Wela Quan, a Canadian law school grad and an associate in Osler Hoskin & Harcourt LLP’s New York office, says the New York bar’s requirement will be good for U.S. law graduates since students are not required to complete articling there. Graduates are asked to pick an area of practice to work in without having done any practical legal training, she adds. Pro bono work “is an integral part of legal education because what you learn on the books and what you learn while you’re studying is so different from the actual practice, and you are missing a very, very big chunk coming out of law school not having done any actual legal work,” she says.

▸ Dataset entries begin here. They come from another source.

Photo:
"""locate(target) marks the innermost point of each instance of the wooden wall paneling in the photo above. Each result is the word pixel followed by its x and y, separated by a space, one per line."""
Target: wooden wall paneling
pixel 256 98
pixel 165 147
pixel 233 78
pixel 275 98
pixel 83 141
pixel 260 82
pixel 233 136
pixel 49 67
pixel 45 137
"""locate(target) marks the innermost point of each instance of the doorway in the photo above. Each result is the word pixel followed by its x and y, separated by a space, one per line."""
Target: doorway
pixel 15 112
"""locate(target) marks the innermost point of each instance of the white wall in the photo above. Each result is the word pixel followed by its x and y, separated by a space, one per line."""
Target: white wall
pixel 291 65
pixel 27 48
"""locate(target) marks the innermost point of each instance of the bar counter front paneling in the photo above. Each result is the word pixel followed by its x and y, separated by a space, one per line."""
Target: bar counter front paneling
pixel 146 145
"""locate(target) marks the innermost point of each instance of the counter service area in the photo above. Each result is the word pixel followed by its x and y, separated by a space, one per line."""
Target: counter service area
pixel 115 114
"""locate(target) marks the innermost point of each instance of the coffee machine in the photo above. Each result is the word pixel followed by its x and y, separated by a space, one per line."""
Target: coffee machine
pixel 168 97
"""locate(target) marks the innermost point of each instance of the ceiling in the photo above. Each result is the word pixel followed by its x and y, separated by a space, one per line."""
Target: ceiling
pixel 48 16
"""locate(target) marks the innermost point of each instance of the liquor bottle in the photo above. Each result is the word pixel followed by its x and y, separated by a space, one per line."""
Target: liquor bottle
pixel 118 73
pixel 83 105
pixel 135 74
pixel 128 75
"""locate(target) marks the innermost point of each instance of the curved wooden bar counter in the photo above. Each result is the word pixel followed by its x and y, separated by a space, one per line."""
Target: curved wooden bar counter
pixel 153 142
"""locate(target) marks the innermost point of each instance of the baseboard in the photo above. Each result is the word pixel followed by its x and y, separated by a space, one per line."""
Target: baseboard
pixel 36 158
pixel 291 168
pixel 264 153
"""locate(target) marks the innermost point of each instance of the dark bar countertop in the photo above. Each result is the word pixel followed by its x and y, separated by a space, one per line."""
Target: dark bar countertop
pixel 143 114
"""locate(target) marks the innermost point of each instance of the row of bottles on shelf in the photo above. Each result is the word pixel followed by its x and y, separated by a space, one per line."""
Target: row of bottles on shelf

Quan sees the growing desire among students to do pro bono work as an overall shift taking place in the profession. “[B]y influencing and affecting students coming out of law school, future generations of lawyers will be more attuned and have more of a focus on [pro bono]. I think already the younger generation of students and people coming out of law school are very sensitive to that.”

Maclaren also predicts a change in the near future on how pro bono work is regarded in the profession. “There will be a culture shift that’s led by the newer generation of lawyers around pro bono services,” he says. “It’ll help the whole profession and give more credence and establishment to organized pro bono services.”

Older lawyers never had a system of organized pro bono services but younger lawyers and new grads are surrounded by it and therefore much more attuned to it. In fact, Maclaren says he is already seeing higher engagement levels from younger lawyers as Access Pro Bono’s sign-up rate for new and junior lawyers is much higher than senior lawyers. The law schools encouraging students to do pro bono work is definitely a contributing factor, he says, as there are more opportunities now to get involved.

Natalie Zinman, director of student programs in Gowling Lafleur Henderson LLP’s Toronto office, says the firm encourages all of its professionals to work on pro bono files, including its students whenever possible. “If students come into the practice of law having already had the benefit of doing pro bono work and seeing the value that it can provide — not only to them from a learning perspective but also to the clients that they help support — then I think that that can be very valuable,” she says.

At this year’s annual PBSC national training conference in Toronto in May, Matt Cohen, director of litigation projects at Pro Bono Law Ontario, said in order for pro bono work to be truly embraced law firms need to get onside, which is happening but at a slow pace. If students really get on board and do more public interest work, they can help create the change that is needed in the profession.